Repères simples pour arbitrer entre vente immédiate et rénovation.
SituationDécision souvent logiquePourquoi
Horizon court, trésorerie faible, chantier lourdVendreVous évitez d'immobiliser du capital sur un ROI trop lent.
Horizon long, bien bien situé, travaux pilotablesRénoverLa valeur récupérée et la sécurisation réglementaire compensent mieux l'effort.
Copropriété bloquante ou technique défavorableVendre ou rénover au strict minimumLe risque d'un chantier incomplet devient trop élevé.

Passez d'un DPE abstrait à des chiffres exploitables

Le vrai danger avec un logement classé G est de décider trop tard ou trop vite. Trop tard, vous subissez la réglementation et la négociation. Trop vite, vous signez des devis qui ne répondent pas à la bonne question. Avant d'arbitrer, il vous faut une estimation claire du coût de sortie de G, des postes prioritaires et de l'écart entre rénovation et revente.

C'est exactement l'usage de DPEScan. Vous partez de votre DPE, vous visualisez les travaux qui pèsent réellement dans la note, et vous obtenez une base chiffrée pour comparer les scénarios. Ensuite seulement, vous choisissez entre vente, rénovation ciblée ou chantier plus ambitieux. Si vous avez déjà un diagnostic sous la main, testez la démo maintenant, ou relancez une première estimation depuis l'accueil.

Analysez votre DPE gratuitement avec DPEScan pour avoir les chiffres exacts.
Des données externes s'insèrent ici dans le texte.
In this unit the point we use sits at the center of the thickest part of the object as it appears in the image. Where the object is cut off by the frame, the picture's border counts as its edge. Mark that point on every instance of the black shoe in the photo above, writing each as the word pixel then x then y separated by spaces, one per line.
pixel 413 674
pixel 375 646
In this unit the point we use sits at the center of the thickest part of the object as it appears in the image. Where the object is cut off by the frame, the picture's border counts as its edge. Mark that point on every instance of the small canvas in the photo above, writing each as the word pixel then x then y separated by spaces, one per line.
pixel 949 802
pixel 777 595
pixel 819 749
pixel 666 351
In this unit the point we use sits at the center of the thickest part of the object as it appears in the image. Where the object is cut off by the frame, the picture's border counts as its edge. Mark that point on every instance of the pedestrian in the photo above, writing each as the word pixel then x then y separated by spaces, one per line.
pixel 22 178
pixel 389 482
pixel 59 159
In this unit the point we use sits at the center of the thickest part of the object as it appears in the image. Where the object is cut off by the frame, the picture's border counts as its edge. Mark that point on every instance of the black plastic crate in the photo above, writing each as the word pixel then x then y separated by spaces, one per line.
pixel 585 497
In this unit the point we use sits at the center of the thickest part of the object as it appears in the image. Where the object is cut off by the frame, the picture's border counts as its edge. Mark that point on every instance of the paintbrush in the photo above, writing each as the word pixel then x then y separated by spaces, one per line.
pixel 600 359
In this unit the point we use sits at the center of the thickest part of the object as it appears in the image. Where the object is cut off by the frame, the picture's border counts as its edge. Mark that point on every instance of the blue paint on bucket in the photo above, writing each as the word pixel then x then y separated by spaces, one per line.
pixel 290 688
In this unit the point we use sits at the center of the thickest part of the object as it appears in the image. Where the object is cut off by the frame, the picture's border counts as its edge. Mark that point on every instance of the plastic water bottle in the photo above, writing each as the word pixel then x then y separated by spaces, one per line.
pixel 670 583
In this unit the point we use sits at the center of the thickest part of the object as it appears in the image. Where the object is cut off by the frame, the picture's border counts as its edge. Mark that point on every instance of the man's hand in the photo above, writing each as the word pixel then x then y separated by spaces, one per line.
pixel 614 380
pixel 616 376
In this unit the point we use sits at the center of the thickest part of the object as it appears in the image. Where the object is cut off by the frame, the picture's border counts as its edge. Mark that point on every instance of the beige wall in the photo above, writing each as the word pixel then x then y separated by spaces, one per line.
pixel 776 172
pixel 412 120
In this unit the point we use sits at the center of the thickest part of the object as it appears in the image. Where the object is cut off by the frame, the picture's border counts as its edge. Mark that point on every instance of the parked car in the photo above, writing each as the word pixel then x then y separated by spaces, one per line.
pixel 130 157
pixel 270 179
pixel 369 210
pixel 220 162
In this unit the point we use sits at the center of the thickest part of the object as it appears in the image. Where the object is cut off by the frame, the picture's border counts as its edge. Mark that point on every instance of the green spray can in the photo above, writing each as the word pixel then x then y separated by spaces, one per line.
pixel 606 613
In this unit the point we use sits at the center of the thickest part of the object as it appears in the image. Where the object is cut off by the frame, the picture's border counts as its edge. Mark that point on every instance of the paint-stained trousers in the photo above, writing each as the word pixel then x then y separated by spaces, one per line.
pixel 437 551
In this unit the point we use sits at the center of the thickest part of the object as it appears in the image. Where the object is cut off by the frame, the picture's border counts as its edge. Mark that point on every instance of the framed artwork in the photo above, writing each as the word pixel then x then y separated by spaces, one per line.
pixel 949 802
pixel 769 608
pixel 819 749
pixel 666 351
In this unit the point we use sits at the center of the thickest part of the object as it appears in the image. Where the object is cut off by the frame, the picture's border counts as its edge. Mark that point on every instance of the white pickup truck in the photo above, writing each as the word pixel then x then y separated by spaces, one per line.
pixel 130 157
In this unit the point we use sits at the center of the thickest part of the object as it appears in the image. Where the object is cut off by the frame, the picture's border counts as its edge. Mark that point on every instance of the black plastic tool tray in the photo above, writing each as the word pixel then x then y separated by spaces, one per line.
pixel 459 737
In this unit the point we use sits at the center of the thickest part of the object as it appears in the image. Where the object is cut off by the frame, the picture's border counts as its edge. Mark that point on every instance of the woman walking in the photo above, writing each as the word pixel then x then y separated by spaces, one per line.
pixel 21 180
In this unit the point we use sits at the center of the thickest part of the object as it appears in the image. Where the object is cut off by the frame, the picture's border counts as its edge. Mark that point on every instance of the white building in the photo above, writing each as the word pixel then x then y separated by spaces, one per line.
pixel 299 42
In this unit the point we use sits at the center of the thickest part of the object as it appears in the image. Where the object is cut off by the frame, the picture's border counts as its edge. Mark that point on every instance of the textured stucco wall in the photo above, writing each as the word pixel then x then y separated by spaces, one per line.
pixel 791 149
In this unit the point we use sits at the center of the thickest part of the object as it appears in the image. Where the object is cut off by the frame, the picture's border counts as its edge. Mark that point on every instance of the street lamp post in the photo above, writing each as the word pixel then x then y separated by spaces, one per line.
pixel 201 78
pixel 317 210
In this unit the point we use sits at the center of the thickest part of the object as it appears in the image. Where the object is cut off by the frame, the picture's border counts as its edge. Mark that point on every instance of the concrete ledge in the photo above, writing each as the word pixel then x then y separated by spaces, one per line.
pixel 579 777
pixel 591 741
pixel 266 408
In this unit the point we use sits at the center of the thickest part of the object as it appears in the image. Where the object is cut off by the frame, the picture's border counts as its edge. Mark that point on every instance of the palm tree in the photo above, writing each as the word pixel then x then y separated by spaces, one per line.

C'est la façon la plus simple d'éviter un mauvais arbitrage entre un devis trop cher et une vente trop décotée.

Questions fréquentes

Peut-on encore vendre un logement classé G en 2025 ?

Oui. Le bien reste parfaitement vendable. En revanche, le classement G est désormais très visible dans la négociation et se traduit souvent par une décote plus forte qu'avant, surtout si l'acquéreur intègre déjà le coût des travaux.

À partir de quel montant de travaux vaut-il mieux vendre ?

Il n'existe pas de seuil universel. Il faut comparer le reste à charge réel des travaux à la décote probable si vous vendez aujourd'hui, puis intégrer votre horizon de détention et le coût du financement. Quand le chantier lourd dépasse la valeur récupérable à moyen terme, la vente devient souvent plus rationnelle.

Faut-il viser seulement la sortie de G ou directement la classe E ?

Si vous gardez le bien plusieurs années, viser seulement F est souvent trop court puisque la classe F sera concernée à son tour. Dès que le budget le permet, viser E rend la décision plus durable.